As of June 1
#43 (EORTC)
A phase I study examining weekly weight based or fixed dosing and pharmacokinetics (PK) of a novel spectrum kinase inhibitor, XL999, in patients (pts) with advanced solid malignancies (ASM)
Citation: European Journal of Cancer Supplements, Volume 4, No.12, page 29
M. Mita1, J. Cooper1, A. Ricart1, A. Mita1, C. Takimoto1, S. Britt1, A. Tolcher1, A. Dowlati1, K. Papadopoulos1
1Cancer Therapy And Research Center, Institute For Drug Development, San Antonio, USA
2Case Western Reserve University, Cleveland, Ohio, USA
Background: XL999 is a small molecule inhibitor of multiple kinases involved in tumor cell growth, angiogenesis, and metastasis, including VEGFR2 (KDR), PDGFRa/ß, FGFR1/3, FLT-3, and SRC. A phase I study of XL999 administered as a 4 hr infusion every 2 weeks in pts with ASM showed that the maximum tolerated dose (MTD) was 3.2 mg/kg and the plasma t1/2 was approximately 24 hrs. Three pts dosed at 0.2–1.6 mg/kg had partial responses and 9 pts had stable disease (SD) >3 months. Based on these data, a weekly (wkly) weight based and fixed dosing schedule with PK monitoring was further explored.
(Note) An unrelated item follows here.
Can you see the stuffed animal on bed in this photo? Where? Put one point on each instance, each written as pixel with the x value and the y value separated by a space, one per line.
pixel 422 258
Methods: XL999 at 2.4 mg/kg or 200 mg was administered to pts as a 4 hr infusion on day (d) 1 and d8 with toxicity assessment. PK sampling was performed on d1 & d15. Pts received further doses of XL999 wkly in the absence of unacceptable toxicity, disease progression, or accumulation based on PK results.
Results: As of June 1, 2006, 12 pts were enrolled and received XL999 weekly as initial treatment at 2.4 mg/kg or 200 mg fixed dose. Of 8 pts treated at 2.4 mg/kg, none had experienced any G2 or worse drug related adverse events. One asymptomatic pt at 2.4 mg/kg with non-specific ECG changes after d1 was discontinued from study. One pt receiving 200 mg experienced symptomatic hypotension and non-specific ECG changes on d1 and was discontinued. Four of 8 evaluable pts had SD for >2 months. In patients with complete d1 & d15 PK at 2.4 mg/kg (n = 5) or 200 mg (n = 4), there was moderate interpatient and intrapatient variability, with no evidence of drug accumulation on repeat dosing.
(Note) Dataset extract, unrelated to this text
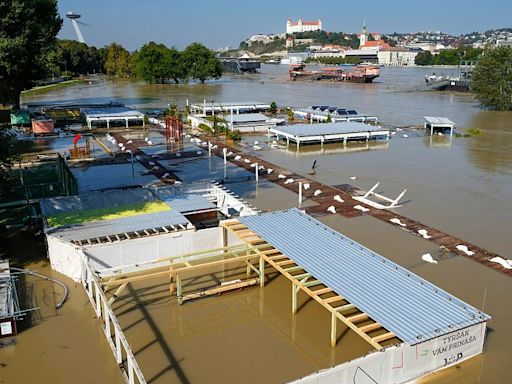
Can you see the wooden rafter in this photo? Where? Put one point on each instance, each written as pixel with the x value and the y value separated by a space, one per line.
pixel 302 280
Averages for weekly dosing PK parametersa
Dose level Cycle t 1/2 (hr) Cmax (ng/mL) AUC0–inf pred (hr ng/mL) CL pred (L/hr)
2.4 mg/kg 1 20.8 (16%) 513 (34%) 5939 (45%) 40.9 (36%)
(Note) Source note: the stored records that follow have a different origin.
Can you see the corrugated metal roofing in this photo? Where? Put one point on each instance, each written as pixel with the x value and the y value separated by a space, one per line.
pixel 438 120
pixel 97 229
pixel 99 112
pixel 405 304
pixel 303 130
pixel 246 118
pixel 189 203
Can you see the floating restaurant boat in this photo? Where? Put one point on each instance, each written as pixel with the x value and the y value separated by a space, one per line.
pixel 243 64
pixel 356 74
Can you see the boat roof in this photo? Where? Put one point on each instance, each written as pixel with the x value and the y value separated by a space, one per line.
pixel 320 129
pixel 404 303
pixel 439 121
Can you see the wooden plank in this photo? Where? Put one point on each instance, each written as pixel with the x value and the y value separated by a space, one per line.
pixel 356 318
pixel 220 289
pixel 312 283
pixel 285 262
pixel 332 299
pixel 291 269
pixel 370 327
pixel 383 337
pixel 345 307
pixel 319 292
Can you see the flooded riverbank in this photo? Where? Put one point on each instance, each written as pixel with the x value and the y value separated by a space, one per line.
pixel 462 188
2 23.2 (28%) 670 (41%) 7359 (35%) 32.8 (41%)
200 mg 1 36.1 (54%) 528 (44%) 7737 (52%) 32.1 (51%)
2 29.2 (11%) 491 (42%) 6476 (44%) 34.6 (32%)
a%CV in parentheses.
Conclusions: XL999 administered wkly as a 4 hr infusion at a dose of 2.4 mg/kg or 200 mg appears to be well tolerated with no evidence of drug accumulation. Drug clearance appears independent of weight and supports the use of fixed dosing.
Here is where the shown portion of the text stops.